Kodak · ISO 100 Cinema
Kodak Eastmancolor Negative 5247
Two films have worn the 5247 label. The first arrived in 1950 as Kodak's original incorporated-color-coupler camera negative, an EI 16 daylight stock that defined what Eastmancolor meant until 5248 replaced it two years later. The label sat dormant until 1974, when Kodak relaunched it as Eastman Color Negative II 5247, tungsten-balanced at EI 100 with EI 64 daylight behind a Wratten 85B filter. The second 5247 is the one anybody outside SMPTE history rooms means when they say the number.
The 1974 reissue ran on the new ECN-2 process with EDTA bleach, replacing the older ferricyanide chemistry. Kodak presented the technical paper at SMPTE that year and the film went into production cameras almost immediately. It defined the look of 1970s and 1980s cinema. Star Wars was shot on it. Empire Strikes Back, Apocalypse Now, Indiana Jones, Back to the Future, The Shining, and Jaws all ran 5247 through their A-cameras. The warm shadows and saturated reds and slightly soft grain you remember from that era are 5247 properties.
Grain is finer and sharper than the 5254 stock it replaced, with more contrast and what cinematographers called punchy reds. The trade is push performance. 5254 handled lab pushes better, which is why Kubrick shot Barry Lyndon on the older stock. For ordinary production work the 5247 finer grain mattered more, and the industry moved.
Kodak ran 5247 through the late 1980s before EXR and Vision pushed it aside. Production formats were 35mm 5247 and 16mm 7247. Short ends turn up through dealers like Motipix for still photographers willing to run ECN-2. Forty-plus year old film has lost speed and the dyes drift toward magenta-green crossovers. Most expired-stock users rate it at EI 32 to 50.
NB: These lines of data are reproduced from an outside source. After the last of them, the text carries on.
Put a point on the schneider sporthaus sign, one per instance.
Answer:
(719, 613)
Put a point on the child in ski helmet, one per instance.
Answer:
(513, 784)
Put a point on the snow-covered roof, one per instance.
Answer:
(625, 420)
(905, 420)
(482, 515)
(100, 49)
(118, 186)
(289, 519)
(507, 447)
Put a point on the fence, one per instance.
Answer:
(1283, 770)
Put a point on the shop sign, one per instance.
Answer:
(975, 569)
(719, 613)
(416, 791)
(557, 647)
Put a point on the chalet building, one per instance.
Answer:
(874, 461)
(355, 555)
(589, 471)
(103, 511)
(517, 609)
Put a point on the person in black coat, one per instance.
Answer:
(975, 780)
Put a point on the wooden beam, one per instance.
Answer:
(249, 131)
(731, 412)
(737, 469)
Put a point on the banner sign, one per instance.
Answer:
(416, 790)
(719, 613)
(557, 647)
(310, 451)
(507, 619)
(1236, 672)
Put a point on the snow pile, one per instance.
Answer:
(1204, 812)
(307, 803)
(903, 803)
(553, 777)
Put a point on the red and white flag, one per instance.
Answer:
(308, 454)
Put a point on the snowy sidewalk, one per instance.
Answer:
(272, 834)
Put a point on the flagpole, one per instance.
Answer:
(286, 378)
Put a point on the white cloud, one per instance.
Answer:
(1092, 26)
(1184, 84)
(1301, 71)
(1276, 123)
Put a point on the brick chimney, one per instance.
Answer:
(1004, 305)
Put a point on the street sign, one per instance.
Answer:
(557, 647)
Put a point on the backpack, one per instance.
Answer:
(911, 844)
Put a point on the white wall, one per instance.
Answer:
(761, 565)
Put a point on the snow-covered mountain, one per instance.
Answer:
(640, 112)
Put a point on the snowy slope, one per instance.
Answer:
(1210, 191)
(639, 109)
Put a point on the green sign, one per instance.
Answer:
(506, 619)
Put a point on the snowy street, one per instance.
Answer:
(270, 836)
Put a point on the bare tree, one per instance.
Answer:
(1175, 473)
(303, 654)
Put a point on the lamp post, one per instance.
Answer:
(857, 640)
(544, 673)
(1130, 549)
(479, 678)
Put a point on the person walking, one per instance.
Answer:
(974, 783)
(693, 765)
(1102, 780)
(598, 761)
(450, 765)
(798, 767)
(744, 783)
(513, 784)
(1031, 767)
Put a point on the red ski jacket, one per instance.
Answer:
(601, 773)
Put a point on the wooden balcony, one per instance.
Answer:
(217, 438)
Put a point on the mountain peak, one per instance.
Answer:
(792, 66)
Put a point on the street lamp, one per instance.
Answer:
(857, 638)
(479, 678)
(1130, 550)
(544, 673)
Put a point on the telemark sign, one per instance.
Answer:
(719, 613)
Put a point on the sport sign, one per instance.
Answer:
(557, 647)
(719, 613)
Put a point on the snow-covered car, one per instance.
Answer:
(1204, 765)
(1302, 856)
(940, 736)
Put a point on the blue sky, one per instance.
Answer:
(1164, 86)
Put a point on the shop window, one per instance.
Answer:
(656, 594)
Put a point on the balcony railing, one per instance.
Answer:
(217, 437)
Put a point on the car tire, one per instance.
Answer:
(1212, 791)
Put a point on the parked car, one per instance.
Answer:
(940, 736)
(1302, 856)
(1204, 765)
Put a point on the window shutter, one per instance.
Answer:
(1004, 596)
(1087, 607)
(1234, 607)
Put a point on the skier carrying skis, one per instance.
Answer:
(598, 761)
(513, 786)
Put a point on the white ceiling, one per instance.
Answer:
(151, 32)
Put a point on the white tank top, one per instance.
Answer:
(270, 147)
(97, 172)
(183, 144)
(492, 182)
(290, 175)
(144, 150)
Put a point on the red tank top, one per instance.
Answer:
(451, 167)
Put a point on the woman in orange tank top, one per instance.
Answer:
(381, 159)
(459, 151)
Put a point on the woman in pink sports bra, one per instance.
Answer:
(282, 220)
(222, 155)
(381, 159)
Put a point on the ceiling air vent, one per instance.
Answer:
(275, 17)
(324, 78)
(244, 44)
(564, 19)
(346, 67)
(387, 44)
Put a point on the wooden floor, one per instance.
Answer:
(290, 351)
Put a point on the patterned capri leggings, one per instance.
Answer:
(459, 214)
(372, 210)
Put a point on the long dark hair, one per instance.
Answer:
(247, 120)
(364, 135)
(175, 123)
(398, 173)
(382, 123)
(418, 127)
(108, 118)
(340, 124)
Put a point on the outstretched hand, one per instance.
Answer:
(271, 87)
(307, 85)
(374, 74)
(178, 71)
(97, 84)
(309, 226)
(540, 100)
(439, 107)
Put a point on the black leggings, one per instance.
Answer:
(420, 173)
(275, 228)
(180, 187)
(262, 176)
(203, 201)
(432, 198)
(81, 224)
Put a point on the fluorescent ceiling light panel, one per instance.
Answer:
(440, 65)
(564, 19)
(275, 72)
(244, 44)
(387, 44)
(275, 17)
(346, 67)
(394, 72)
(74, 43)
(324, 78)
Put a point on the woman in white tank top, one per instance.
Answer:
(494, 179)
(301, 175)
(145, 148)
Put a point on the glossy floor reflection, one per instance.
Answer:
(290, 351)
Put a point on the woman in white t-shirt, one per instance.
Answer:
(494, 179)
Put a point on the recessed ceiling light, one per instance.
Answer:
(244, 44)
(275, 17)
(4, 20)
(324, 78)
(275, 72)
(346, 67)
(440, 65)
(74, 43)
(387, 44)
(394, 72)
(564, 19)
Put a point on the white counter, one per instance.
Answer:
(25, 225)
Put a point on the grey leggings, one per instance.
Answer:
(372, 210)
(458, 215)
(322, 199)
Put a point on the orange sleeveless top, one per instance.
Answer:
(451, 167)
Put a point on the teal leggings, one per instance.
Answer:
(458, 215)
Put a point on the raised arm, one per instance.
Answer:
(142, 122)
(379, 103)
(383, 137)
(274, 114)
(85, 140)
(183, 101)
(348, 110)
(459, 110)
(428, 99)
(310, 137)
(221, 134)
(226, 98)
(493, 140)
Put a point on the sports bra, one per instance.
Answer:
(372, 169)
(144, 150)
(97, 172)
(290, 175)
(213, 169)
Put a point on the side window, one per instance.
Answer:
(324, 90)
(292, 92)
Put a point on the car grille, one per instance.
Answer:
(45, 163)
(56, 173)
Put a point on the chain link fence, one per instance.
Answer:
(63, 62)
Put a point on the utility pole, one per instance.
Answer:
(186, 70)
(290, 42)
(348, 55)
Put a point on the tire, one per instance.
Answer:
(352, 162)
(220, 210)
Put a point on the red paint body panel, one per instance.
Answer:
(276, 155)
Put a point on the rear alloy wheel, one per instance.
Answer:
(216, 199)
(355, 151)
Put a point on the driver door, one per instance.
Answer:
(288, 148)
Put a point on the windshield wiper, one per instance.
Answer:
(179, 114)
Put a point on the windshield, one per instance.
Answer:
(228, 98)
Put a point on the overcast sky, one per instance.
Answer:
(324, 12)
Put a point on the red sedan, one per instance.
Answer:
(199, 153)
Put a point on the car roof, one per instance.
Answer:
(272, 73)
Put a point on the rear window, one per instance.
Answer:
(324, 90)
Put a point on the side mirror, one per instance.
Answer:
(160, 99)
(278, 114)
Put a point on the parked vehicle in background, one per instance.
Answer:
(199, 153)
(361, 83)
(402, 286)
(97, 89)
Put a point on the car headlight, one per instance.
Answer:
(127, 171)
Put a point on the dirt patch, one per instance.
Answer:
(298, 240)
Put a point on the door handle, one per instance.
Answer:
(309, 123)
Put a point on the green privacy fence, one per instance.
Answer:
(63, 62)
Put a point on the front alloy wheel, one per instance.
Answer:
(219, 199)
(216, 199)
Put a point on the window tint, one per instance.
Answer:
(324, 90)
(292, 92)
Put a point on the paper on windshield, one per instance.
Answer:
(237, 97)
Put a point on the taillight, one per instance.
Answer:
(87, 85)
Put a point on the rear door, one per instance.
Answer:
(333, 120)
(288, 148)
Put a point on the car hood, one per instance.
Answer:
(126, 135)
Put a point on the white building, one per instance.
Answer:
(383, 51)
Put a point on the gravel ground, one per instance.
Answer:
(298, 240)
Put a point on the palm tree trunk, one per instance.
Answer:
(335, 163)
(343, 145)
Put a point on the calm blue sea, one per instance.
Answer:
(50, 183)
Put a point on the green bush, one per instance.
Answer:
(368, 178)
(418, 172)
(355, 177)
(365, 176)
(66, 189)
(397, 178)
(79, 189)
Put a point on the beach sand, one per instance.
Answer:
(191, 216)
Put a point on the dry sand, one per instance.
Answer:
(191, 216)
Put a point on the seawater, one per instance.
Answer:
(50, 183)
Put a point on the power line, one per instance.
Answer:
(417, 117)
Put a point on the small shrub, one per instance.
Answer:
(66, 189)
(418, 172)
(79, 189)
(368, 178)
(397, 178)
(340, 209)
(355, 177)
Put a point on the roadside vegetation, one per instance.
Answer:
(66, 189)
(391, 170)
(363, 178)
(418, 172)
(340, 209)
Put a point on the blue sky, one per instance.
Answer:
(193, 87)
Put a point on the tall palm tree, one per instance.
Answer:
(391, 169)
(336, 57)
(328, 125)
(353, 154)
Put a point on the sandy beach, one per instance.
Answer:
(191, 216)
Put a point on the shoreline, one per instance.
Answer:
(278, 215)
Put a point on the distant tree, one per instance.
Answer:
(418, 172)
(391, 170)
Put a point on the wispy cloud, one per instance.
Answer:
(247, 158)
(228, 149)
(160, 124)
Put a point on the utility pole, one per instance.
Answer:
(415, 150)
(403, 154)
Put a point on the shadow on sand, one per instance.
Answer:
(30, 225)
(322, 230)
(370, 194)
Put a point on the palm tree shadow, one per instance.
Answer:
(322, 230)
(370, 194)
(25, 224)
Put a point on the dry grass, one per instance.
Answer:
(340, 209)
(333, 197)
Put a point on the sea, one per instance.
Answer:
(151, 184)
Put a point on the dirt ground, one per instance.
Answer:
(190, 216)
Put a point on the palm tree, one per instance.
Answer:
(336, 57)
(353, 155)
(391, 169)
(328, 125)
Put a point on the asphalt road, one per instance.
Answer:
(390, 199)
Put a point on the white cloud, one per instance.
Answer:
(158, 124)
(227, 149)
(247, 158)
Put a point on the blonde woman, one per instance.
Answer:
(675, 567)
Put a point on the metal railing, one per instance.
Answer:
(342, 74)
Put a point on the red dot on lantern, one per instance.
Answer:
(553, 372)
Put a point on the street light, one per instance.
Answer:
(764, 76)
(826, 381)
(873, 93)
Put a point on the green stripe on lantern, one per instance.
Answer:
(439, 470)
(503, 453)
Reciprocity exponent is 1.20. Zone Light Meter applies the correction past one second. A metered 30-second exposure becomes about 60 seconds at the negative. For 1970s production work, exposures past a second were rare. For modern still use on recans, the correction matters whenever you bracket past ten seconds.
How the app handles this stock
- Box speed: ISO 100. Picker exposes pull/push chips so you can shoot it at any speed you want and the meter follows.
- Reciprocity: Above one second the app raises metered time to the power of 1.20.
- Expired film: if you load an old roll, set the expiry year and storage in the app and the ISO scales for you. Cinema decay rates are baked in.